Por eso llevaba razón Sloterdigk al decir que las naciones lo son en la medida que son capaces de imaginarse con éxito que lo son. Además, hay que suponer que forma parte de ese éxito que la mayor parte de los que la forman quieran en efecto formar parte de ella. De ahí la seria crisis que la desafección de tantos catalanes supone para España. Y de ahí la todavía más grave imposibilidad interna de Cataluña (y de Euskadi) para tenerse por tales naciones: cuando imaginan su nación se les caen la mitad de sus conciudadanos. Pero esto no parece importarles mucho. Ciertamente para que las naciones imaginen serlo, nada es tan conveniente como que puedan imaginar haberlo sido desde antiguo, desde siempre, si fuera posible. Por eso la construcción narrativa de una identidad histórica es crucial para la viabilidad imaginativa de las naciones. La incuria de las fuentes culturales de las que surgen dichas narraciones es una torpeza política gravemente irresponsable.

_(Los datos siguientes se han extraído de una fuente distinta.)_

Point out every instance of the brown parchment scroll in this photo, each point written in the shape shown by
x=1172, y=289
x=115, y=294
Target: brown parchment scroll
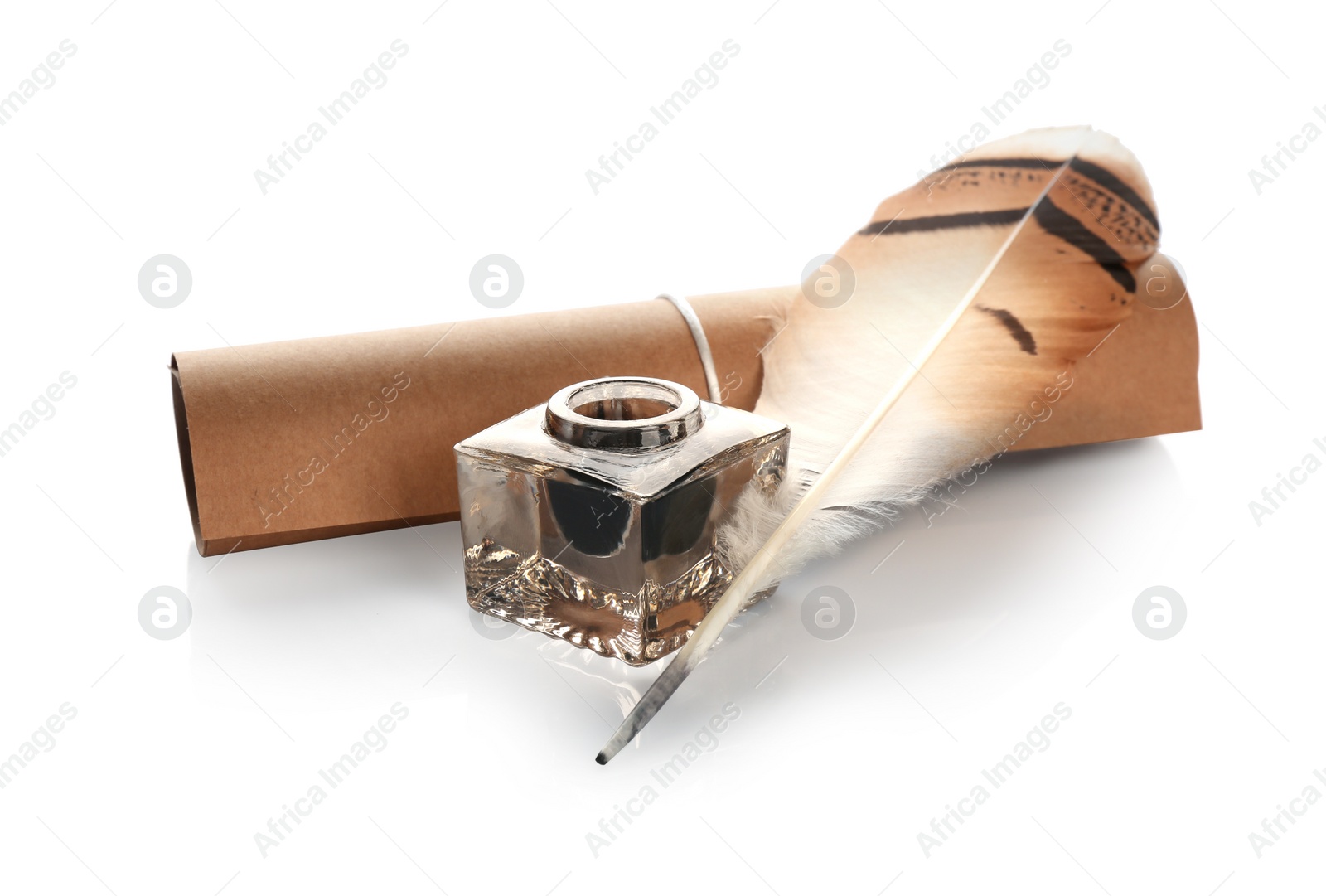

Pero todavía más decisiva que la memoria como conciencia de un pasado común, es la imaginación de un futuro posible en común. Es el proyecto sugerente de vida en común que Ortega echó en falta para la España de su tiempo, y que la independencia sustituye tan seductoramente entre los nuevos soberanistas.

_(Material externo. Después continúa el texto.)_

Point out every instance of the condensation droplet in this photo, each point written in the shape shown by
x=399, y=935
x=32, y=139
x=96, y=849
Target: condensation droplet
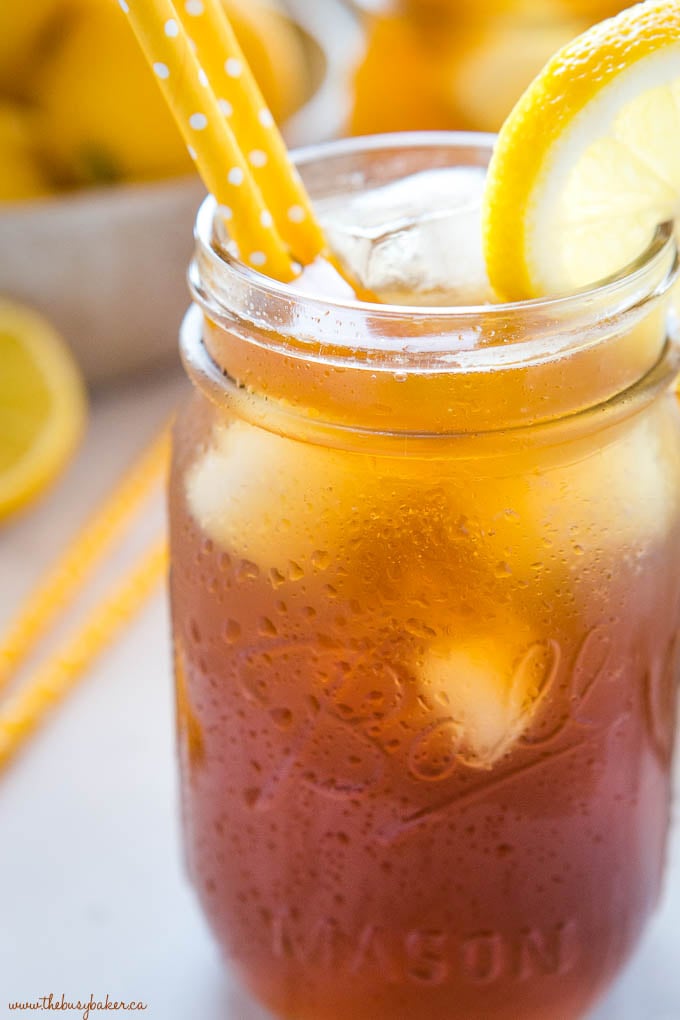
x=282, y=717
x=296, y=572
x=231, y=631
x=276, y=577
x=320, y=559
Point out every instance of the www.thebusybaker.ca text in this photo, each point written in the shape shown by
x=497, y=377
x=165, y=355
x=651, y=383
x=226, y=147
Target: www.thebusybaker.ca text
x=84, y=1007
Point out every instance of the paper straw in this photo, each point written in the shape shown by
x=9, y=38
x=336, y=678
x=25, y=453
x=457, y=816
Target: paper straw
x=63, y=580
x=50, y=685
x=210, y=141
x=244, y=106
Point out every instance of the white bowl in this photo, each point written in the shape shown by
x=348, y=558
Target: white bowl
x=108, y=266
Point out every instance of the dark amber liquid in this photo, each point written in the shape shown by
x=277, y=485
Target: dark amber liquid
x=356, y=853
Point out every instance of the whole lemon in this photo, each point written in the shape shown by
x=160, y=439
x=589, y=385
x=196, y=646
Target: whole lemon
x=21, y=175
x=103, y=115
x=24, y=28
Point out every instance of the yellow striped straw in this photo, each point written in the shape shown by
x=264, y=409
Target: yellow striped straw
x=210, y=141
x=243, y=104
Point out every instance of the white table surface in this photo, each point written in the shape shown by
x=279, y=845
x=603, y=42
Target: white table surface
x=93, y=898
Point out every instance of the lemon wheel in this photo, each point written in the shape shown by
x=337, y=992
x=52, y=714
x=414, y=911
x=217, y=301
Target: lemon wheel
x=587, y=164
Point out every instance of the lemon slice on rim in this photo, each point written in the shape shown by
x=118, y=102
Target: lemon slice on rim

Si fuera posible un patriotismo liberal, inclusivo y moderno, éste tendría su centro de gravedad en el futuro y no apelaría tanto a una comunidad de origen como de horizonte. Una comunidad de la que los separatismos se definen por autoexcluirse excluyendo a otros mediante el indisimulable repudio de aquellos con los que no se quiere compartir el futuro. Es inevitable, por tanto, la ofensa de aquellos a los que se quiere abandonar y a la que los separatistas son tan poco sensibles, mientras reivindican una extrema delicadeza para la propia sensibilidad. Se entiende, pues, que las actuales tensiones secesionistas hayan escarnecido los sentimientos políticos de comunidad y pertenencia. Pero ese escarnecimiento es casi crónico entre los nacionalistas que parecen sobrellevar una herida que no se cura. De hecho, Charles Taylor, filósofo quebequés y nacionalista, asegura que los sentimientos de dignidad ofendida o humillada suelen ser nucleares en los nacionalismos, y que aglutinan las energías de las comunidades que no logran el reconocimiento que creen merecer. De ahí esa susceptibilidad que les repliega en un solipsismo sentimental y colectivo frente a quienes no pueden entenderlo, es decir, quienes no sienten lo mismo.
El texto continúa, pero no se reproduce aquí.